I go ahead and ask anyway. "Like, if you clicked 'on' right now, their back sprinklers would turn on?"
"Yes," Matherly confirmed. "It's completely nuts. I never in my wildest dreams imagined that when I created Shodan, I'd find people's houses on the Internet. And you can control things."
So what does Matherly think should be done to keep homes like this secure?
"Insteon probably should do a better job communicating to the end users that, 'Yes, this is cool, but make sure you do it in a safe way.'"
But Joe Dada, CEO of Insteon, said, "We typically don't force our users to any level of security."
Dada says it's mostly the older Insteon products that have security issues. Newer Hubs require a username and password.
Either way, he said it's the customer's responsibility to keep their own homes safe.

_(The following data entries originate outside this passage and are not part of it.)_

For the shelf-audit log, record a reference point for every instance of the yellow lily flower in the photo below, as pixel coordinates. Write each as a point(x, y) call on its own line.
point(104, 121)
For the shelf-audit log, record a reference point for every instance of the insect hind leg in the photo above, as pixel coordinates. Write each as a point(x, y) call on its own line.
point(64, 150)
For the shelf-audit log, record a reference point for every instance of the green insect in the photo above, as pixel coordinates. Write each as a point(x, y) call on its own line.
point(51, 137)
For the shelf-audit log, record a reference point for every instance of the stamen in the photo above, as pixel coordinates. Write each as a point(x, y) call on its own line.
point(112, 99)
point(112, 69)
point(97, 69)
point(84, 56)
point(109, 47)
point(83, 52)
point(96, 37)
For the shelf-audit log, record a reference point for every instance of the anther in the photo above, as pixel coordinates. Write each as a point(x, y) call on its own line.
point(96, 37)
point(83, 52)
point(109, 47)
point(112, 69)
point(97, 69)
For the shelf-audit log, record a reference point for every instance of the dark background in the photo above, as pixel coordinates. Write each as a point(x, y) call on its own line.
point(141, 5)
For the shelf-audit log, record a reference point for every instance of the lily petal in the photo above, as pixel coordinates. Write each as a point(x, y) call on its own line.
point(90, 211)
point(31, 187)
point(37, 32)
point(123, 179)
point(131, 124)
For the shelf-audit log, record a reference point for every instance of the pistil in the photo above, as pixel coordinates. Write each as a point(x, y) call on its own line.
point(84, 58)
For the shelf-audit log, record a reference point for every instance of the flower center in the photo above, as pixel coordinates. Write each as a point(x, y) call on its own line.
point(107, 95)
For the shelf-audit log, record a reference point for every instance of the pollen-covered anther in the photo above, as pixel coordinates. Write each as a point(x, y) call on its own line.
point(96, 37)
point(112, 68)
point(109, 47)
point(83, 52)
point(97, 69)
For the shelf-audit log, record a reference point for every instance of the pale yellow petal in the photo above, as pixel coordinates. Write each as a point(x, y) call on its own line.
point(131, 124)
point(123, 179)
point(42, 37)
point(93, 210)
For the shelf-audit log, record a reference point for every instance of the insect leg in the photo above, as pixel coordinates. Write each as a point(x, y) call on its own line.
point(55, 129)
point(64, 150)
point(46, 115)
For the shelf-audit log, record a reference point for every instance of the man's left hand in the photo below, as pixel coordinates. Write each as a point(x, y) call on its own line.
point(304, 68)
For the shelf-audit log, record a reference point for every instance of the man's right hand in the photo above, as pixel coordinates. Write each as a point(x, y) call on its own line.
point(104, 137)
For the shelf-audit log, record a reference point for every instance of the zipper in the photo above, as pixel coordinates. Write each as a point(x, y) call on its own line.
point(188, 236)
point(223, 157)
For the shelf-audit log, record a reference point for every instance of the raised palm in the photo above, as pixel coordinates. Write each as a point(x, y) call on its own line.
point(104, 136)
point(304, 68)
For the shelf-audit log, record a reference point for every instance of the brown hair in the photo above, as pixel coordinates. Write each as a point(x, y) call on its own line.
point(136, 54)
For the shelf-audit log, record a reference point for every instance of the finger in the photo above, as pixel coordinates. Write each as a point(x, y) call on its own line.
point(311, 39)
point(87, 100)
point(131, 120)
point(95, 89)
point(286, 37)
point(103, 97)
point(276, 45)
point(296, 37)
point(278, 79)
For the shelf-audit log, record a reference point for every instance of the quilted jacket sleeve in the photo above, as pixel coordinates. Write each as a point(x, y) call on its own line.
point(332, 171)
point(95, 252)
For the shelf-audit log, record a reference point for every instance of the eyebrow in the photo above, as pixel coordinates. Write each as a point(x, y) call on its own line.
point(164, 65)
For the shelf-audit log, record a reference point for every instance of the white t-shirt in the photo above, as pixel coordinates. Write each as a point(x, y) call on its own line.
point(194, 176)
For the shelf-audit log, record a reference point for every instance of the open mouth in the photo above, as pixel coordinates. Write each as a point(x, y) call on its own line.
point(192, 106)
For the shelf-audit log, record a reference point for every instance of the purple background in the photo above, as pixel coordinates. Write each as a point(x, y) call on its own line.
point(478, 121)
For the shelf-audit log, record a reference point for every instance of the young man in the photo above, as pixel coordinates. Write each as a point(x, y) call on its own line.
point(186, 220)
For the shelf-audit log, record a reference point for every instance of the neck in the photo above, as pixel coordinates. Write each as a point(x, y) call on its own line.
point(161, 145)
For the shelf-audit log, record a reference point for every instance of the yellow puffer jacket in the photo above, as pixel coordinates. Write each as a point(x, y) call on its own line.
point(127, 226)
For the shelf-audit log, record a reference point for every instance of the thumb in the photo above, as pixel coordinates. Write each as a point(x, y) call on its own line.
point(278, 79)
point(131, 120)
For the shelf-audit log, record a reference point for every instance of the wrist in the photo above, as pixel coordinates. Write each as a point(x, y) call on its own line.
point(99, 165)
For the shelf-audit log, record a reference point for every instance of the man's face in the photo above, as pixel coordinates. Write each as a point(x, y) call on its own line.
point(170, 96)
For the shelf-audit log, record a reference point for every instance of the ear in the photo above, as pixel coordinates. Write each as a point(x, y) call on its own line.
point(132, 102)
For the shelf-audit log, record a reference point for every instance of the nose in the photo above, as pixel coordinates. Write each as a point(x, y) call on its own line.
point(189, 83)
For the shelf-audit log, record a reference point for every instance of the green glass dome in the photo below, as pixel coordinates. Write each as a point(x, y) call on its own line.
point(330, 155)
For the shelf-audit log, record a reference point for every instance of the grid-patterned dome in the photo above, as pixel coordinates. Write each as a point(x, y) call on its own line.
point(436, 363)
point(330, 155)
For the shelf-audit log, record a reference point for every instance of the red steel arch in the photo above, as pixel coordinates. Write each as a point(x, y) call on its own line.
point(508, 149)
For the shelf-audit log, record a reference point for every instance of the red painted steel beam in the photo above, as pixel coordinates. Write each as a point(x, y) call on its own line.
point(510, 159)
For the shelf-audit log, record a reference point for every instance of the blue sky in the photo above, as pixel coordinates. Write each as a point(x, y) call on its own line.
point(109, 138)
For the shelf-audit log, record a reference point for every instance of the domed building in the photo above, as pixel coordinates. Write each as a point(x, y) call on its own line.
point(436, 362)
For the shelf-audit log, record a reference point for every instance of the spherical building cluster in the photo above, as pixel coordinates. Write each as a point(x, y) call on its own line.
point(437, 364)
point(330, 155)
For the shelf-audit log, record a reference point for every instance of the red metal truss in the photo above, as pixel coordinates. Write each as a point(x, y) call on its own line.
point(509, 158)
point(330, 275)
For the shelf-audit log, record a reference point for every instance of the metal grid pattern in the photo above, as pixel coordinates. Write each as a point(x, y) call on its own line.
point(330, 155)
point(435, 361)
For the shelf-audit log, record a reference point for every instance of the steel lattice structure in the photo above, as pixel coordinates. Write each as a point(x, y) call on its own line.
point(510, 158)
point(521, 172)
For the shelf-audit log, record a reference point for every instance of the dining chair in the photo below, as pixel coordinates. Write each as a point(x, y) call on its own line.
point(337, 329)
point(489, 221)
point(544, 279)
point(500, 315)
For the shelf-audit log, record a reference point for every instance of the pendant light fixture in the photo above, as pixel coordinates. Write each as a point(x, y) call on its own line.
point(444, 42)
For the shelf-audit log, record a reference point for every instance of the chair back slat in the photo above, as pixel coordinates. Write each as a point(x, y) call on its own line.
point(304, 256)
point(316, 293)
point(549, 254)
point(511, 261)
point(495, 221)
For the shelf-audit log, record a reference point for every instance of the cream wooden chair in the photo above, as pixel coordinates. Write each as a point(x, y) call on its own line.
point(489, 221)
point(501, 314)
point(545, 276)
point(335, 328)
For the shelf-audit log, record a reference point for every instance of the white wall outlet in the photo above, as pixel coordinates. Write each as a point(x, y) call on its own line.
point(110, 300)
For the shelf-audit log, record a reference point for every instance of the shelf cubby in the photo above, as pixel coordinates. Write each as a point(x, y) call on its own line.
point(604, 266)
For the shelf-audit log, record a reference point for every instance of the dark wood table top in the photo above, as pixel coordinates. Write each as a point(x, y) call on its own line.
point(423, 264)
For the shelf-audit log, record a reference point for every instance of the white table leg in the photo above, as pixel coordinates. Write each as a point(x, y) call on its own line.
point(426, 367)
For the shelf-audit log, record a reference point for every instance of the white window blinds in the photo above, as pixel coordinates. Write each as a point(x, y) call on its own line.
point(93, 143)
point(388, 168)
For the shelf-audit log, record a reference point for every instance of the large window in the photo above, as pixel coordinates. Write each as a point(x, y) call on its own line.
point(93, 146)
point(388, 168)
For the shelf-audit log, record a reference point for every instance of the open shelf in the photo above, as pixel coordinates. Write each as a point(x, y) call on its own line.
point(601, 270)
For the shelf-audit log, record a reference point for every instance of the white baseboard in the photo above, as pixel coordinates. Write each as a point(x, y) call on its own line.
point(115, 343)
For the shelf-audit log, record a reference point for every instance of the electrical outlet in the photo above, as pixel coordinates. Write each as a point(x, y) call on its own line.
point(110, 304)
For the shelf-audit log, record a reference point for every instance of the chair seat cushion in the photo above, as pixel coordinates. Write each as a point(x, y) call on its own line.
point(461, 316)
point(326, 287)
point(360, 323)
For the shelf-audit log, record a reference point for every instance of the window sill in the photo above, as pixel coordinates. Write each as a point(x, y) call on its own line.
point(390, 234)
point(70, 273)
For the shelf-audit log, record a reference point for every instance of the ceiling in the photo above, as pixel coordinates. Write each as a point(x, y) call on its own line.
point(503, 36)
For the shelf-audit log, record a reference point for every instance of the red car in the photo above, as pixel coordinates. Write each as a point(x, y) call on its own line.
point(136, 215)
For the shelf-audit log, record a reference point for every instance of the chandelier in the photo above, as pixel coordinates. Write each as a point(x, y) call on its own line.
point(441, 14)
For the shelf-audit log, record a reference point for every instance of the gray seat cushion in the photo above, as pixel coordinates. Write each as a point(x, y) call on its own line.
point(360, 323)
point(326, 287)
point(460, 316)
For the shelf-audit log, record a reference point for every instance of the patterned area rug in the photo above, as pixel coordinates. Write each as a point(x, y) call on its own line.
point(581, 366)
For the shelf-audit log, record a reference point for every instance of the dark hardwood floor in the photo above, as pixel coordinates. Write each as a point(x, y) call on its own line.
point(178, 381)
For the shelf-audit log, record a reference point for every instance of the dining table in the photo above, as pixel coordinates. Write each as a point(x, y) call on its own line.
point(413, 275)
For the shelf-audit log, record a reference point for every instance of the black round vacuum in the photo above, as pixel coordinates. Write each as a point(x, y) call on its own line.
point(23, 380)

"You know, the Internet is a dangerous thing," Dada said. He uses Insteon in his own homes. He even remotely turned the air conditioning on before heading out to meet me at his Newport Beach home.
"We all need to be careful, whether it's what we're doing on our time off and putting on Facebook, or if it's the password to your WiFi network," he said.
One reason manufacturers often don't make their products as secure as possible is because people like Joel Griffin Dodd, the home automation enthusiast in El Cajon, don't ask for it. He said he's tech-literate enough to know how to keep his home safe. Security just isn't a huge selling point for him.
"It really isn't something that I lie awake at night worrying about," Dodd said. "There's always a risk, and hackers are definitely the risk du jour."
Dada said that if consumers start demanding better security, Insteon would happily give it to them.